# "Ciao" from Italy



## Bucaniere (Aug 27, 2008)

Hi everyone, I've found this wonderful board and I've passed few day and nights reading and reading...

Now it's time to start write something!

My name is Lorenzo, I'm writing from Tuscany, i sail trough the Med sea (Corse island, Elba and Ligurian sea). 

I'm a new owner of Super Maramu millennium, boat from 2004. I come from 3 years (2005/2008) of Beneteau Oceanis 423, and in April I and my father bring from Hyeres to Viareggio harbour our "Dream", s/v Red Passion. 
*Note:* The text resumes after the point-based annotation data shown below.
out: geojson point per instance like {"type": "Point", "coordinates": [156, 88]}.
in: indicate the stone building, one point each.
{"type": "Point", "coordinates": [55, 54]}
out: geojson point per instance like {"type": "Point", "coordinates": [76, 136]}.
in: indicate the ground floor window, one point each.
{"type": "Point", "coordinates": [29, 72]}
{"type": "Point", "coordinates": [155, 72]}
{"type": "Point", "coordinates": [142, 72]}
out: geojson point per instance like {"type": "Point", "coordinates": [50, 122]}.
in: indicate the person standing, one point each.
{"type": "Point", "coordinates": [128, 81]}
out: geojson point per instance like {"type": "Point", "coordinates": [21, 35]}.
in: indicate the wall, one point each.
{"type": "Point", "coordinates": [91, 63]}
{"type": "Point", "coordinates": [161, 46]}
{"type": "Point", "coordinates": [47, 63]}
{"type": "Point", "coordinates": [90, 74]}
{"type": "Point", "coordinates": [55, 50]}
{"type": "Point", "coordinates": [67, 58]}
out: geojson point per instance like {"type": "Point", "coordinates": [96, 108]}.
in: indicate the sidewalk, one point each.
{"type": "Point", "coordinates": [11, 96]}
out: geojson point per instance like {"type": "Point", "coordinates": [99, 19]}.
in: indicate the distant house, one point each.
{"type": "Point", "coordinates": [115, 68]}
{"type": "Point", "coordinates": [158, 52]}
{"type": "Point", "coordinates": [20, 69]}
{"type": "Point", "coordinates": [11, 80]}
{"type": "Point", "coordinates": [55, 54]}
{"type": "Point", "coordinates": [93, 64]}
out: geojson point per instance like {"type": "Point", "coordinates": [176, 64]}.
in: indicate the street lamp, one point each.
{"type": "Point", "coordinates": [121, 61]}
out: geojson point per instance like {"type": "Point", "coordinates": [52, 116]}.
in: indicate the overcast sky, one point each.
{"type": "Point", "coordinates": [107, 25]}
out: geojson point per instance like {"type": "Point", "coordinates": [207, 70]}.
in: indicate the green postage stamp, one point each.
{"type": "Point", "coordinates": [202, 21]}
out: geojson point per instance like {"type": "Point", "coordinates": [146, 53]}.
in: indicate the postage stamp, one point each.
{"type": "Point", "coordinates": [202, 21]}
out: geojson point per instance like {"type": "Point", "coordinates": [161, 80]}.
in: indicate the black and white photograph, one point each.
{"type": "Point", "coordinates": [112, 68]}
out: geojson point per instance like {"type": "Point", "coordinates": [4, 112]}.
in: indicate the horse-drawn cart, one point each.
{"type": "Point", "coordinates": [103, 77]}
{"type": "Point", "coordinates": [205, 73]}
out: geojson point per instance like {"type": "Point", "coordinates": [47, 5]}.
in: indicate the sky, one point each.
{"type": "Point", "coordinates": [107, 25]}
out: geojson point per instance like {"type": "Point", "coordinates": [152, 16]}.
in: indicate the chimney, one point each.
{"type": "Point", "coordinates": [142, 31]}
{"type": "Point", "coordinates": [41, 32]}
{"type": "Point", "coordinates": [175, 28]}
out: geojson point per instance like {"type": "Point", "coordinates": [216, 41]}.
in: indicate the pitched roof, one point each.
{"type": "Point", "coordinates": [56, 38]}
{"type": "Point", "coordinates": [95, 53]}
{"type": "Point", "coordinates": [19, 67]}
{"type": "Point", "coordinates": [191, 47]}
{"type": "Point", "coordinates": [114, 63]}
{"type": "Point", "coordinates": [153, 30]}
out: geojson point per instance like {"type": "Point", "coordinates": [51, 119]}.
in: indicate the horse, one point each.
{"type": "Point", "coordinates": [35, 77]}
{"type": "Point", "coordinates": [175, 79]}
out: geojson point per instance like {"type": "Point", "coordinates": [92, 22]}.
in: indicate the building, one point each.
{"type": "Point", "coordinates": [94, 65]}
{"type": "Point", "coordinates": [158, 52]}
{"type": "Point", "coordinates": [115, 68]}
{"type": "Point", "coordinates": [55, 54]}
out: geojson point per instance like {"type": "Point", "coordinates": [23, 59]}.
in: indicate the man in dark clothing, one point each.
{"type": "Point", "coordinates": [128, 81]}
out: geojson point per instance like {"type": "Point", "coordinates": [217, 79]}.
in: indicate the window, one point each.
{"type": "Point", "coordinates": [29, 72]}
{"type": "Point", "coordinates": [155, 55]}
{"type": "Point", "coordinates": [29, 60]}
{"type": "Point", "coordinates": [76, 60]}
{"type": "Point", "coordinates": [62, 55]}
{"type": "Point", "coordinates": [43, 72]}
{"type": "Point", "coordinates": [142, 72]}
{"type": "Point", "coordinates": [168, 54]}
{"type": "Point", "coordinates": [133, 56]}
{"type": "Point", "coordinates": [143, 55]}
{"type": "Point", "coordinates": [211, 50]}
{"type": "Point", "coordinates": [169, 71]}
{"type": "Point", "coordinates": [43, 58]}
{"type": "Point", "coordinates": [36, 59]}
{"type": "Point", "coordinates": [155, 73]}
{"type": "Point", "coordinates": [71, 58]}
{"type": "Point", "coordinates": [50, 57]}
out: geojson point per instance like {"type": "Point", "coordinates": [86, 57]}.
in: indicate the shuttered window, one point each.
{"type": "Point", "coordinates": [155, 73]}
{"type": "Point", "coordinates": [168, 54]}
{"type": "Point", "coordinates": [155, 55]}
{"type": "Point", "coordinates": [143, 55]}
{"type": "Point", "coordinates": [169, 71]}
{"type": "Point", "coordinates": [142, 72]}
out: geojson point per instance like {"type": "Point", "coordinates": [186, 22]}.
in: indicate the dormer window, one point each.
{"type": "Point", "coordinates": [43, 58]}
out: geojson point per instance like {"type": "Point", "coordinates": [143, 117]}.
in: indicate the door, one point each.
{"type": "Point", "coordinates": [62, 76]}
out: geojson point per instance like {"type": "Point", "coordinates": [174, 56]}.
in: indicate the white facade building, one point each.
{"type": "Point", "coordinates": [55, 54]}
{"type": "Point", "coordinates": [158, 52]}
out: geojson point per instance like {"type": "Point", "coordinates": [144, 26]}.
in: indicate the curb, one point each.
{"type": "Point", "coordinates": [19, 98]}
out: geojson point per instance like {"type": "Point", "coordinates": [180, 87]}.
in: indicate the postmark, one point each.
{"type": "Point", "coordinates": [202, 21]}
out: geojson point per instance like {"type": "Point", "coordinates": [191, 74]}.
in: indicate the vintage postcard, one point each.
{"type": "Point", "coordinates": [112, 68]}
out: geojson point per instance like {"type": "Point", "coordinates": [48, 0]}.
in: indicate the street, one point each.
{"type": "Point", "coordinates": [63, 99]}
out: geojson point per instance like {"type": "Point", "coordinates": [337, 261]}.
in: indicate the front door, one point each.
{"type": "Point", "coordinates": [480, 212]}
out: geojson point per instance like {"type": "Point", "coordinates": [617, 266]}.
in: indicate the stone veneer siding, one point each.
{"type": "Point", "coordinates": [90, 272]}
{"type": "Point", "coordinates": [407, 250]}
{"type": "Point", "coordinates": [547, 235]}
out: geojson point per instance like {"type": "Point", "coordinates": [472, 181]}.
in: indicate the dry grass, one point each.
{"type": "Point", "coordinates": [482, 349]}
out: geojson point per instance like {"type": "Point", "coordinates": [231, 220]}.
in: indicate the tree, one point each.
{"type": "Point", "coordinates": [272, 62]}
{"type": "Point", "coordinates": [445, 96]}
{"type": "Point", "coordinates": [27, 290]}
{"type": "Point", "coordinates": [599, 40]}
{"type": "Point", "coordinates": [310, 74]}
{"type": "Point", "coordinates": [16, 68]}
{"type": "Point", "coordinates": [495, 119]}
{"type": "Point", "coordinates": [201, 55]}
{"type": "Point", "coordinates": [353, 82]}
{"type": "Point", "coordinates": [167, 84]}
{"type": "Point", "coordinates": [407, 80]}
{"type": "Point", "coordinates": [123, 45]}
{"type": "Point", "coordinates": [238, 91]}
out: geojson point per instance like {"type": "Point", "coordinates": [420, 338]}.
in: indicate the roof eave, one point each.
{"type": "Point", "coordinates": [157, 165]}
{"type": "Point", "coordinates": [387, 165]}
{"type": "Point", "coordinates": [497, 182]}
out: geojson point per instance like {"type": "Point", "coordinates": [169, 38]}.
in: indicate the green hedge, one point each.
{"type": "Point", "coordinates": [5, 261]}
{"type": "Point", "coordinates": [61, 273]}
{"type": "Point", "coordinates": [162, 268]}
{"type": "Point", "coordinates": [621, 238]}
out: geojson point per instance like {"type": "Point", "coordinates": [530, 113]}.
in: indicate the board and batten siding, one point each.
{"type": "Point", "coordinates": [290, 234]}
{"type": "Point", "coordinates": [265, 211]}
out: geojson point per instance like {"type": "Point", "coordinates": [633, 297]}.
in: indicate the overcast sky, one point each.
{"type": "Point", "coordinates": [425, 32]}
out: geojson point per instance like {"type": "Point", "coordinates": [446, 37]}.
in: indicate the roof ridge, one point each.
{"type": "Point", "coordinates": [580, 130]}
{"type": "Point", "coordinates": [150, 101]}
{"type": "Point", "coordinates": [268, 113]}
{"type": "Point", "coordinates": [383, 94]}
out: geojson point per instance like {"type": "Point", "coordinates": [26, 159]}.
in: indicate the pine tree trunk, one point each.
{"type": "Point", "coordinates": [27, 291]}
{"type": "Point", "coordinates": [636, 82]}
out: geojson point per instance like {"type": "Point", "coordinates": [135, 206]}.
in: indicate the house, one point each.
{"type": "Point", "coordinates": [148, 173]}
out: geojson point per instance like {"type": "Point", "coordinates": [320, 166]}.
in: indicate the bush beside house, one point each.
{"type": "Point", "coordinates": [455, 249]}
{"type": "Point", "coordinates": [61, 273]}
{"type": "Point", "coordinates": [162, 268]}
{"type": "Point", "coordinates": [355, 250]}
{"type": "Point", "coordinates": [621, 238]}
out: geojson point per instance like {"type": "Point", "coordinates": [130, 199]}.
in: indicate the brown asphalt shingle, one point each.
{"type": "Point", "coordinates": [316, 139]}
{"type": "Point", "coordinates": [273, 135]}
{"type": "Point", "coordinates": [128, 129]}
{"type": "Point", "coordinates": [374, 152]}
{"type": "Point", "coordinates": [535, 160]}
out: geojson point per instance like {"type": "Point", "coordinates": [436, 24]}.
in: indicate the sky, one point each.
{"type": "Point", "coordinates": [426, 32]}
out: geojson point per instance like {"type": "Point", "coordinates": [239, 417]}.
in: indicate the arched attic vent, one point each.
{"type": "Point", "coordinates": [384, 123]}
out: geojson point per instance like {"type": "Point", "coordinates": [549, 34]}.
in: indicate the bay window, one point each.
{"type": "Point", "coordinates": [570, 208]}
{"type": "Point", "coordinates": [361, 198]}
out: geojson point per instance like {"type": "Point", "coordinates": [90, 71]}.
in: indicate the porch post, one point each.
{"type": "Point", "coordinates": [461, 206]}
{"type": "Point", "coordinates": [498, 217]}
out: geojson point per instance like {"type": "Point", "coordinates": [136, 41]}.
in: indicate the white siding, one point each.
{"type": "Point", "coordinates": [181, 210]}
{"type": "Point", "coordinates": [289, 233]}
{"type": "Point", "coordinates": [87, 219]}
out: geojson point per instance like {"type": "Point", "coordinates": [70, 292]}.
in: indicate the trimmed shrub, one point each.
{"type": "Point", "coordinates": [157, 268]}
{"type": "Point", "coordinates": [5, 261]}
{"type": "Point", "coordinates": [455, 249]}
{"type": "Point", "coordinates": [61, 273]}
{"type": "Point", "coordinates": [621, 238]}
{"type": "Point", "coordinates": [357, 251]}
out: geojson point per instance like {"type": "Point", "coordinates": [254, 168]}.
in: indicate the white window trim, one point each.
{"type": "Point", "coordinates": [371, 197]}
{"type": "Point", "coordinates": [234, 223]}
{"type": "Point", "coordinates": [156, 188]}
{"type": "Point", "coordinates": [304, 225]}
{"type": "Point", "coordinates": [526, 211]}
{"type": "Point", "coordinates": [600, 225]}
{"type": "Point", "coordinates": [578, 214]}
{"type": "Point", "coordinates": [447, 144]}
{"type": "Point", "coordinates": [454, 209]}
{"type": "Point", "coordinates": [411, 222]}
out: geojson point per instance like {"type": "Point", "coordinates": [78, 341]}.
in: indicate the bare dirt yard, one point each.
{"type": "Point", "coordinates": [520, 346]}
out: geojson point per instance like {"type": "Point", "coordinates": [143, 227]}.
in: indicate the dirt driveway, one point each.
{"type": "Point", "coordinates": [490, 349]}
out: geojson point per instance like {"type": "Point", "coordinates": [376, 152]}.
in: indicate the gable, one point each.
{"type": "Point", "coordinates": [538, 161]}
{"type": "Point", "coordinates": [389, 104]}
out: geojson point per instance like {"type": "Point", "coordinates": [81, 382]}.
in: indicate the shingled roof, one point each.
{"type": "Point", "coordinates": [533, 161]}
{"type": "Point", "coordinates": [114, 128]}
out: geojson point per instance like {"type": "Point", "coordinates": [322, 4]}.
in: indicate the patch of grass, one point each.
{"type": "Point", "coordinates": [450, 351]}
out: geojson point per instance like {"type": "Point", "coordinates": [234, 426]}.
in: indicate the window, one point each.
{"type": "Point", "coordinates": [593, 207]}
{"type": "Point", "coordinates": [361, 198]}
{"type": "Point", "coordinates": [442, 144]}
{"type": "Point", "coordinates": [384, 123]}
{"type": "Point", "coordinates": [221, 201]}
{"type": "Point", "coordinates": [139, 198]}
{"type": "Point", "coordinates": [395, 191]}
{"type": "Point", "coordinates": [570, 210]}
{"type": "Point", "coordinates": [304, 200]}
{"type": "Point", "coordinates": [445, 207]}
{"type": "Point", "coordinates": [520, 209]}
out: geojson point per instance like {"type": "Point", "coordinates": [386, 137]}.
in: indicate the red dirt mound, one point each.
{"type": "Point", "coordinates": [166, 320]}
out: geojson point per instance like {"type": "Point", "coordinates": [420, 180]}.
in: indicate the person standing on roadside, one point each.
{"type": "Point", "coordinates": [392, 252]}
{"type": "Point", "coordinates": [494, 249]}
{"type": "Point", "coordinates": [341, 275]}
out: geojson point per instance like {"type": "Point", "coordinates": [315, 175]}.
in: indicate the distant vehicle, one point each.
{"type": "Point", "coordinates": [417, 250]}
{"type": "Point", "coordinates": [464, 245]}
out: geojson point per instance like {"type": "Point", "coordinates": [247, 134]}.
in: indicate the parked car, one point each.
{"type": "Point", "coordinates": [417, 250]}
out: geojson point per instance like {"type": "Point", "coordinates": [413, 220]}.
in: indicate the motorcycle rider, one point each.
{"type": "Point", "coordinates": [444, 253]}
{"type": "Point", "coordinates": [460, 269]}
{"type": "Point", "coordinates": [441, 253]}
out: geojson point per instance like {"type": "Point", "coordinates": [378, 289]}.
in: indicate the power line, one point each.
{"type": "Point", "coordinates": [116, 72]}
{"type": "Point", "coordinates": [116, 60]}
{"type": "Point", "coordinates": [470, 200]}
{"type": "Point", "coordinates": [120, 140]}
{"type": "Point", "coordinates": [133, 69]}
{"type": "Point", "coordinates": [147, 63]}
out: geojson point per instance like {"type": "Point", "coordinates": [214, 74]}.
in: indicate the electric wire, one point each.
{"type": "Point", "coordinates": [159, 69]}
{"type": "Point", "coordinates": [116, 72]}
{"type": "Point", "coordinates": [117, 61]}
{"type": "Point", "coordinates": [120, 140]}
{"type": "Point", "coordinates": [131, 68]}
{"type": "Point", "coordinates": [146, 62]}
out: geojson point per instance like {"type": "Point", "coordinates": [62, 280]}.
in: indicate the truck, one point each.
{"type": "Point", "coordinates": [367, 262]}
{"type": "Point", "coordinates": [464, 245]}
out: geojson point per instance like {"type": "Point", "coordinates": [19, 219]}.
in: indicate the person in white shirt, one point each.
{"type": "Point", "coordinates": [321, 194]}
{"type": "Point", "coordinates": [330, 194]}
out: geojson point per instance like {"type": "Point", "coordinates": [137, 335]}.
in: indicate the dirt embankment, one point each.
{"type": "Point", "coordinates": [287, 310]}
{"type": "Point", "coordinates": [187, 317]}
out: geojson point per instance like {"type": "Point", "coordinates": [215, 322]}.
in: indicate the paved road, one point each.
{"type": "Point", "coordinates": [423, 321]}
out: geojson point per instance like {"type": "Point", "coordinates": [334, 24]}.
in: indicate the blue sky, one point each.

I try to write in English but pls sorry for mistakes.

Fair winds, Lorenzo.


----------



## camaraderie (May 22, 2002)

Ciao Lorenzo and welcome aboard. Your Amel is a wonderful boat and I'm sure you know that! No worries about language...lots of us speak Italian...pizza, lasagna, cannoli etc.!


----------



## TSOJOURNER (Dec 16, 1999)

Lorenzo,
Welcome to Sailnet. We're glad to have a new member from your fine country.


----------



## Stillraining (Jan 11, 2008)

Welcome Aboard ...Ciao...I looked at a Super Maramu...decided I couldn't afford it..


----------



## CharlieCobra (May 23, 2006)

Super Maramu, nice boats, out of my range too. Welcome aboard.


----------